Wednesday, 1 August 2012

Narcopolis


 In the third of my reviews of the Man Booker Prize long listed novels in 2012, I turn now to:







Jeet Thayil’s debut novel, Narcopolis, tells the story of an opium den in Bombay in the 1970s.  Shuklaji Street is where the no-hopers, the prostitutes and eunuchs, the dealers and the users hang out, and Rashid’s opium den is the most famous.  Later in its life, film stars will come there, directors will look to it for inspiration, and the dispossessed will find solace in its walls. 

Thayil’s prose is liquid gold.  He has perfect control, and his novel drifts between scenes as if riding the opium high.  That he has received critical acclaim as a poet comes as no surprise – there is poetry in these words.  His central characters – Rashid, Dimple, the eunuch, and Mr Lee, the Chinese worker who has fled his homeland (narrated through an exciting aside that takes us into Mao’s China) – are all equally well drawn.  There is a subplot about a murderer – Pathar Maar – that adds nothing to the novels, and whose excision wouldn’t affect a thing.

The world of these opium dens falls apart when heroin arrives.  What has been a dream-like India becomes a nightmare India.  Race riots, religious riots, death all around this once great city.  Showing this transition from one drug to another, and its effect on a country, is cleverly rendered, though it does give the impression that Thayil is becoming nostalgic for a lost age.  It is worth noting that Thayil has admitted he lost twenty years of his life to addiction, so to read this novel as a nostalgic impression of a lost era might be to misread it.
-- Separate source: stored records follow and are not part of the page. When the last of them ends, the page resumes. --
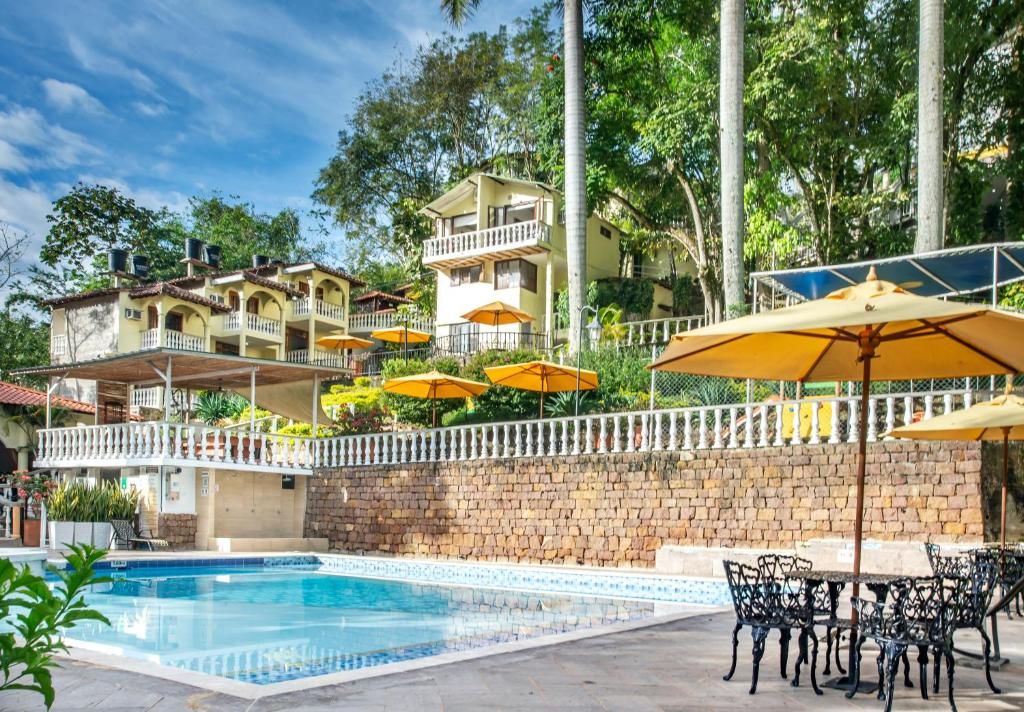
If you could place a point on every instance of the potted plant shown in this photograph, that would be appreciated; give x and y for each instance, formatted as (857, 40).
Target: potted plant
(34, 490)
(81, 513)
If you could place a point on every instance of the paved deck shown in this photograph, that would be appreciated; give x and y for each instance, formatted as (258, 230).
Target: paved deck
(675, 667)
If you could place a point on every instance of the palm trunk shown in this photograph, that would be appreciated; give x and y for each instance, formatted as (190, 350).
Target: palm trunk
(731, 145)
(576, 166)
(930, 126)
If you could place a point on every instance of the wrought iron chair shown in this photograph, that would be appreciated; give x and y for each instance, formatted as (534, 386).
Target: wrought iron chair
(921, 613)
(765, 602)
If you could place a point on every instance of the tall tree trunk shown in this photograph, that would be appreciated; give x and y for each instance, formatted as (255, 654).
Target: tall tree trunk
(930, 200)
(576, 166)
(731, 147)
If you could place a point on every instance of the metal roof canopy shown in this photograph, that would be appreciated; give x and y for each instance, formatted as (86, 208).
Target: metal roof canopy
(941, 274)
(192, 369)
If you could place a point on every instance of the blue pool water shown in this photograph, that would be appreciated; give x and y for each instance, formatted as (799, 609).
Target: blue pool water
(266, 625)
Novels about drugs and drug addiction are notoriously difficult to pull off.  For every Junky, there are two or three bad literary trips.  Thayil’s novel – but for a few minor missteps (the killer subplot, Dimple’s transition from illiterate to opining on Baudelaire and Cocteau) this is a novel of some considerable power.  That it is has been long listed for the Man Booker Prize 2012 is unsurprising.

Will it win the prize?

In 2008 Aravind Adiga won for The White Tiger, so we know Man Booker judges are not averse to granting the prize to novels about modern life in the Indian subcontinent.  The most similar novel to have previously made the long list is Trainspotting – and that failed to make the short list as, apparently, it “offend[ed] the sensibilities of two judges.”  Such unenlightened attitudes would hopefully not cloud an audience in 2012, but it cannot be ruled out.  It is one of those novels whose longevity is deserved, but will it be recognised?  I’d like to see it short listed, and I suspect it might be.